Au niveau théorique, les études explorant l’impact de la politique monétaire sur les anticipations d’inflation s’appuient très souvent sur l’analyse que réalisa Paul Krugman (1998) lorsqu’il observa l’enfermement du Japon dans une trappe à liquidité à la fin des années quatre-vingt-dix. Krugman y suggérait que l’inefficacité dont fait preuve la politique monétaire dans une trappe à liquidité se ramène finalement à un problème de crédibilité. Dans son modèle, l’offre de monnaie à long terme est fixe et celle-ci détermine le niveau des prix à l’avenir. Cependant, si la banque centrale peut s’engager de façon crédible à accepter une plus large offre de monnaie à long terme et donc des prix plus élevés à l’avenir qu’ils n’auraient dû l’être, alors les taux d’intérêt réels auront tendance à décliner, stimulant dans la période courante l’investissement et sortant finalement l’économie de la trappe à liquidité. L’expansion et la modification du bilan des banques centrales peuvent (a priori) rendre crédible leur engagement à laisser une période de forte inflation une fois la reprise amorcée.

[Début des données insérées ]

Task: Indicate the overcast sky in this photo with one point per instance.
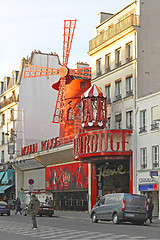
(31, 25)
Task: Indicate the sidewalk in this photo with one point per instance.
(86, 217)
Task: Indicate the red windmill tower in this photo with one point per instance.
(66, 76)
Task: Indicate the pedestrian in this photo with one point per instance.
(13, 204)
(33, 209)
(47, 199)
(18, 206)
(150, 210)
(97, 200)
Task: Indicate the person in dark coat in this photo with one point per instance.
(97, 200)
(33, 209)
(150, 210)
(18, 206)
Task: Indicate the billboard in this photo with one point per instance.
(72, 176)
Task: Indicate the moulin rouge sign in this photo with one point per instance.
(45, 145)
(97, 142)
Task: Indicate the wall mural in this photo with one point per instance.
(69, 176)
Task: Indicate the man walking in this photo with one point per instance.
(33, 209)
(150, 210)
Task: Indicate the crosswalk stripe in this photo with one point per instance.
(59, 233)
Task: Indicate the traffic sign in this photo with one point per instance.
(153, 173)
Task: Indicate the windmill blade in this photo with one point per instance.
(81, 73)
(69, 27)
(38, 71)
(58, 116)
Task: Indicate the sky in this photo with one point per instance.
(31, 25)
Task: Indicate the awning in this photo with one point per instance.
(5, 187)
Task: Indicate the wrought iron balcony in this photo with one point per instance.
(129, 93)
(12, 99)
(142, 129)
(155, 126)
(132, 20)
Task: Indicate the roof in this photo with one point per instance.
(93, 91)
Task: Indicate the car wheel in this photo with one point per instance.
(115, 218)
(94, 218)
(141, 223)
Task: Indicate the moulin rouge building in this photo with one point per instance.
(87, 159)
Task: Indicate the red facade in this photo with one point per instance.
(67, 177)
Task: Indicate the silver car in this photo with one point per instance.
(120, 207)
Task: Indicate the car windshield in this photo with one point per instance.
(3, 203)
(44, 204)
(135, 200)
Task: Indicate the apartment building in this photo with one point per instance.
(26, 113)
(124, 59)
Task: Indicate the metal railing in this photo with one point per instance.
(9, 100)
(132, 20)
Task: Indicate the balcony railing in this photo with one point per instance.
(143, 129)
(129, 93)
(155, 126)
(132, 20)
(9, 100)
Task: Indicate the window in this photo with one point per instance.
(107, 62)
(142, 121)
(108, 93)
(108, 125)
(129, 86)
(155, 124)
(3, 119)
(143, 156)
(155, 156)
(118, 90)
(118, 121)
(98, 67)
(12, 115)
(2, 157)
(71, 114)
(118, 57)
(129, 119)
(82, 85)
(129, 52)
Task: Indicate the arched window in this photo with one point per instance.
(71, 114)
(82, 84)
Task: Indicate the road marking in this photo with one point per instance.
(59, 233)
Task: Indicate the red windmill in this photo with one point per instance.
(66, 74)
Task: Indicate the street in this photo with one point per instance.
(19, 227)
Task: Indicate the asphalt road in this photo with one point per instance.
(19, 227)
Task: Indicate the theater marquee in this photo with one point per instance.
(100, 142)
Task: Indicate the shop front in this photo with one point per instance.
(109, 151)
(149, 186)
(112, 176)
(68, 184)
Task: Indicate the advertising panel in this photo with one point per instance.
(67, 177)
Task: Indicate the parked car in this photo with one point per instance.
(120, 207)
(44, 209)
(5, 208)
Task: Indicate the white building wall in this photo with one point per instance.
(38, 176)
(37, 100)
(147, 140)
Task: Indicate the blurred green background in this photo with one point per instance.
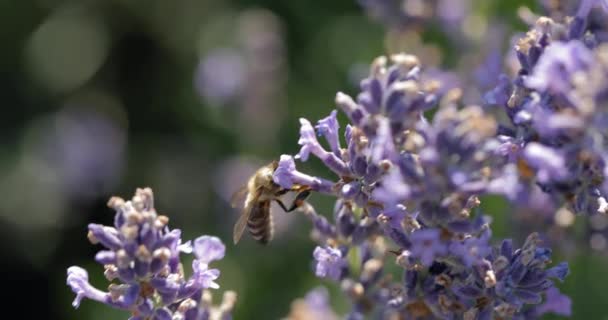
(189, 97)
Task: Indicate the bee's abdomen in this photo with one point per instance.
(260, 224)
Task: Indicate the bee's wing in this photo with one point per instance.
(241, 223)
(238, 197)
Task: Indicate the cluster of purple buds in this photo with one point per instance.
(557, 109)
(142, 260)
(408, 188)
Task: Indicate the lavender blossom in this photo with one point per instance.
(142, 259)
(410, 186)
(556, 109)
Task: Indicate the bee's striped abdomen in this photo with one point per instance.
(260, 224)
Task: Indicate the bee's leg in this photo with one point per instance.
(299, 200)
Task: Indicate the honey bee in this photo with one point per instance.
(258, 194)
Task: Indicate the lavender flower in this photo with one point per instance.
(416, 182)
(142, 259)
(556, 135)
(329, 262)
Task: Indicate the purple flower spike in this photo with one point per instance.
(329, 262)
(549, 163)
(286, 176)
(207, 249)
(558, 65)
(143, 253)
(427, 245)
(329, 127)
(555, 302)
(310, 144)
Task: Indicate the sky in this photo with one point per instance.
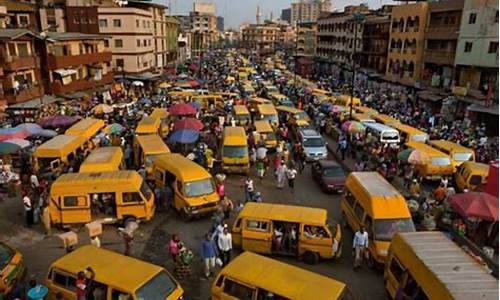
(236, 12)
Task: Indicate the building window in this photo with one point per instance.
(493, 48)
(472, 18)
(468, 47)
(118, 43)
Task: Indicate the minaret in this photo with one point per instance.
(258, 14)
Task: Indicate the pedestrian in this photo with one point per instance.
(281, 175)
(227, 206)
(28, 209)
(291, 173)
(249, 189)
(359, 246)
(225, 245)
(174, 247)
(209, 253)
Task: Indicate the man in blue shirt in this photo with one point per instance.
(209, 253)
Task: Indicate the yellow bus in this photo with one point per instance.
(458, 153)
(235, 150)
(253, 276)
(410, 134)
(428, 265)
(149, 125)
(117, 277)
(12, 267)
(78, 198)
(57, 153)
(267, 112)
(265, 133)
(193, 187)
(372, 202)
(440, 163)
(146, 148)
(103, 159)
(317, 237)
(87, 128)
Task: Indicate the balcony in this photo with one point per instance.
(24, 95)
(59, 62)
(442, 33)
(440, 57)
(79, 85)
(16, 63)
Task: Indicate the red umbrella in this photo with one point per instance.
(476, 205)
(188, 123)
(182, 109)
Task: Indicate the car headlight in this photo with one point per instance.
(382, 252)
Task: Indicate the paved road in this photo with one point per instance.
(39, 252)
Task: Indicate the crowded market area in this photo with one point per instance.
(236, 178)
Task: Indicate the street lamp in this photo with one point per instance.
(358, 19)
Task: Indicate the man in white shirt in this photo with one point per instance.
(359, 246)
(225, 245)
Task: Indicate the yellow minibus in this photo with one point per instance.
(103, 159)
(372, 202)
(260, 228)
(78, 198)
(253, 276)
(117, 277)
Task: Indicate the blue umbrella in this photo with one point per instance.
(184, 136)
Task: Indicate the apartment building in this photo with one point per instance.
(441, 39)
(136, 45)
(405, 59)
(75, 62)
(476, 57)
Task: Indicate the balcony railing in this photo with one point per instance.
(58, 62)
(13, 97)
(442, 57)
(79, 85)
(14, 63)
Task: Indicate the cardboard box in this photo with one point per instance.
(94, 228)
(69, 239)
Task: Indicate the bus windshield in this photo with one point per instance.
(384, 230)
(235, 151)
(158, 288)
(199, 187)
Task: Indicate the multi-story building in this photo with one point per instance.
(21, 14)
(406, 46)
(286, 15)
(75, 61)
(309, 10)
(262, 38)
(440, 44)
(136, 45)
(337, 35)
(306, 39)
(476, 56)
(376, 33)
(20, 76)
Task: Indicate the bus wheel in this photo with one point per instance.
(311, 258)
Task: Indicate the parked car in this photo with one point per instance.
(329, 175)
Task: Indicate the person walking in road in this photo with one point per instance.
(209, 253)
(291, 173)
(225, 245)
(359, 246)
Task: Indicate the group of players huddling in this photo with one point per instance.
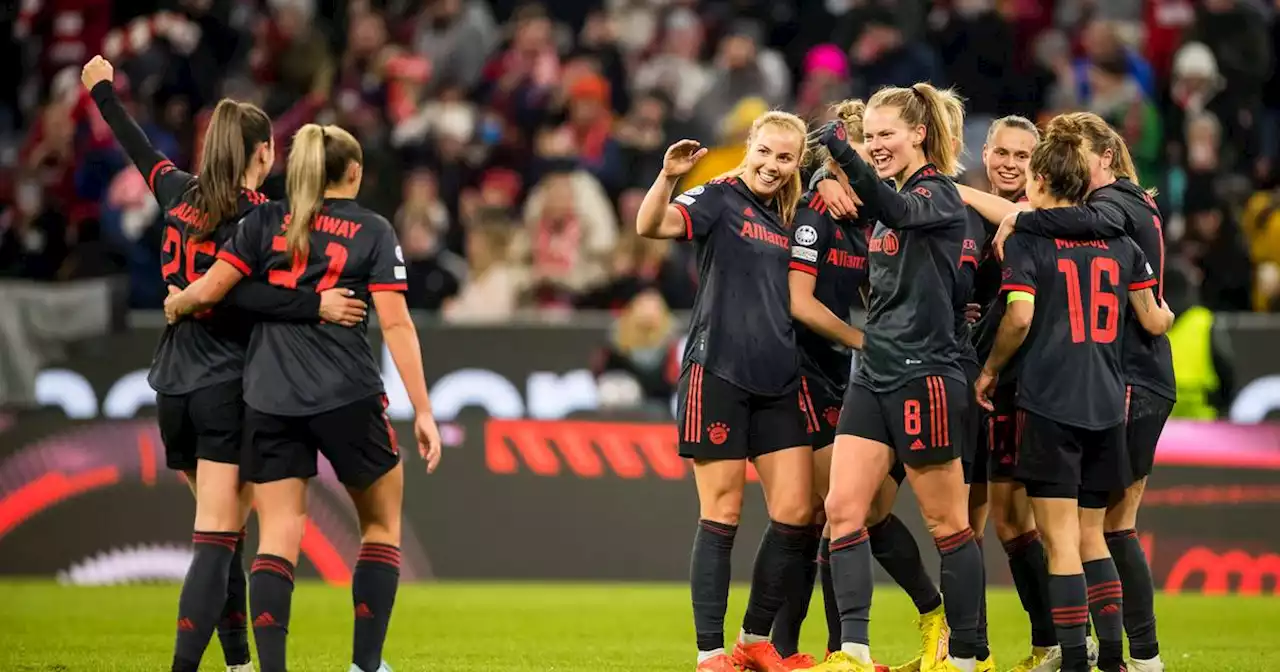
(1043, 350)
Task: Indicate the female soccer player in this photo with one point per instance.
(1006, 156)
(318, 387)
(1119, 206)
(828, 268)
(909, 366)
(1072, 452)
(740, 387)
(199, 364)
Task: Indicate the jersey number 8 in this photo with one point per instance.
(288, 279)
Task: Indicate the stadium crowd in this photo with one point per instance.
(512, 142)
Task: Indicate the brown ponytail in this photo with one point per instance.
(849, 113)
(234, 132)
(318, 159)
(1101, 137)
(790, 192)
(1061, 161)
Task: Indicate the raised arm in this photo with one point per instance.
(658, 218)
(918, 209)
(99, 77)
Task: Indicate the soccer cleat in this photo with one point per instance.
(914, 666)
(935, 639)
(842, 662)
(1151, 664)
(799, 661)
(760, 657)
(1042, 659)
(383, 667)
(717, 663)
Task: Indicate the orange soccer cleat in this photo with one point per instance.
(718, 663)
(762, 657)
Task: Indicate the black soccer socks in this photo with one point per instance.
(708, 581)
(1106, 607)
(233, 625)
(270, 595)
(204, 593)
(373, 594)
(963, 588)
(1070, 608)
(1029, 568)
(854, 583)
(899, 554)
(795, 607)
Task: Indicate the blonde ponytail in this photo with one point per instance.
(305, 183)
(937, 112)
(790, 192)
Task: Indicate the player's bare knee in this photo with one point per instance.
(723, 507)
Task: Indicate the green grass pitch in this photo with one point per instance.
(544, 627)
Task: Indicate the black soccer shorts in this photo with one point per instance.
(997, 437)
(821, 407)
(922, 421)
(718, 420)
(1146, 416)
(205, 424)
(973, 452)
(357, 439)
(1064, 461)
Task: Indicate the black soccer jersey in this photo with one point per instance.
(967, 280)
(914, 255)
(741, 324)
(835, 252)
(1072, 359)
(307, 369)
(210, 348)
(1121, 208)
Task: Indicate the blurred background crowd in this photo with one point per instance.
(511, 142)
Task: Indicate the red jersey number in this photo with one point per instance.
(336, 252)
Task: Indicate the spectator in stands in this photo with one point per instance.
(1116, 97)
(883, 56)
(456, 37)
(641, 361)
(744, 69)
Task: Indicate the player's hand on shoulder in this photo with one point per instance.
(681, 158)
(840, 199)
(338, 306)
(972, 312)
(428, 440)
(1006, 229)
(97, 69)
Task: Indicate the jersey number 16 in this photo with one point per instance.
(1100, 297)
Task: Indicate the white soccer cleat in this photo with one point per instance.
(1052, 661)
(383, 667)
(1151, 664)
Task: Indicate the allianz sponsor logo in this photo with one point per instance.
(545, 394)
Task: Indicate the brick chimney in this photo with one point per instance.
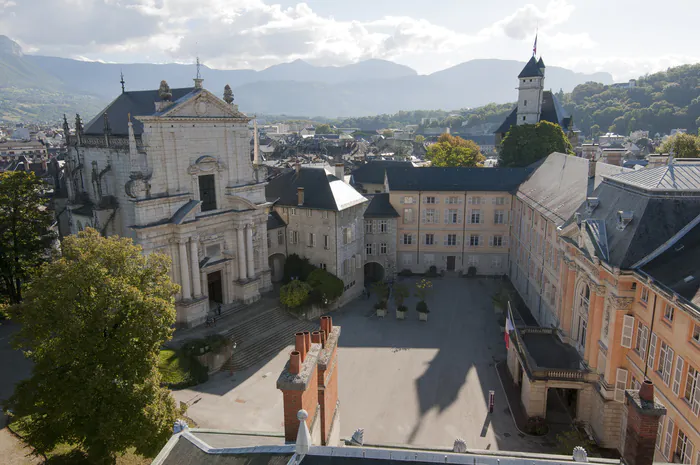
(310, 382)
(643, 412)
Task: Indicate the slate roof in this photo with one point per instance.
(380, 207)
(456, 179)
(683, 177)
(274, 221)
(655, 219)
(678, 267)
(532, 69)
(559, 185)
(136, 103)
(373, 171)
(552, 111)
(321, 190)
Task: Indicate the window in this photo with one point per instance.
(452, 216)
(499, 217)
(668, 313)
(430, 216)
(475, 217)
(665, 362)
(644, 297)
(207, 192)
(642, 340)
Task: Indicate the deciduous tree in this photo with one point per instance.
(93, 322)
(25, 238)
(527, 143)
(455, 151)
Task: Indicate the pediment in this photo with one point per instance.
(203, 105)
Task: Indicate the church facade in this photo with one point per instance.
(171, 169)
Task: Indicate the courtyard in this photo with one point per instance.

L’assouplissement quantitatif vise à assouplir davantage la politique monétaire (même si les taux directeurs butent déjà sur leur borne inférieure zéro). Elle affecte en théorie l’activité via le canal du rééquilibrage des portefeuilles (portfolio-rebalancing) et le canal du signalement (signaling). Il y a rééquilibrage des portefeuilles en raison de l’imparfaite substituabilité entre les actifs : en modifiant les prix relatifs des actifs, un programme d’achat d’actifs à grande échelle réduit notamment les rendements obligataires (ce qui diminue les coûts de financement pour les entreprises) et incite les agents à acheter des actifs risqués (notamment des actions, ce qui accroît les cours boursiers et incite les ménages à consommer, via les effets de richesse, en accroissant la valeur de leur patrimoine financier). En outre, en accroissant son bilan, une banque centrale signale sa détermination à laisser ses taux d’intérêt à un faible niveau pendant une période prolongée, ce qui incite les agents à s’endetter et donc à dépenser. Toutefois, l’accroissement du bilan peut aussi conduire au résultat opposé : il peut en effet signaler aux agents que la banque centrale s’attend à une faiblesse durable de l’inflation et de l’activité, ce qui les amène en fait à réviser leurs propres anticipations d’inflation à la baisse et les désincite à emprunter. L’activité et l’inflation restent alors affaiblies et les anticipations se seront révélées être au final autoréalisatrices. Enfin, l’accroissement du bilan peut générer des effets de débordement sur les marchés des changes : en entraînant une dépréciation du taux de change, il alimente l’inflation importée.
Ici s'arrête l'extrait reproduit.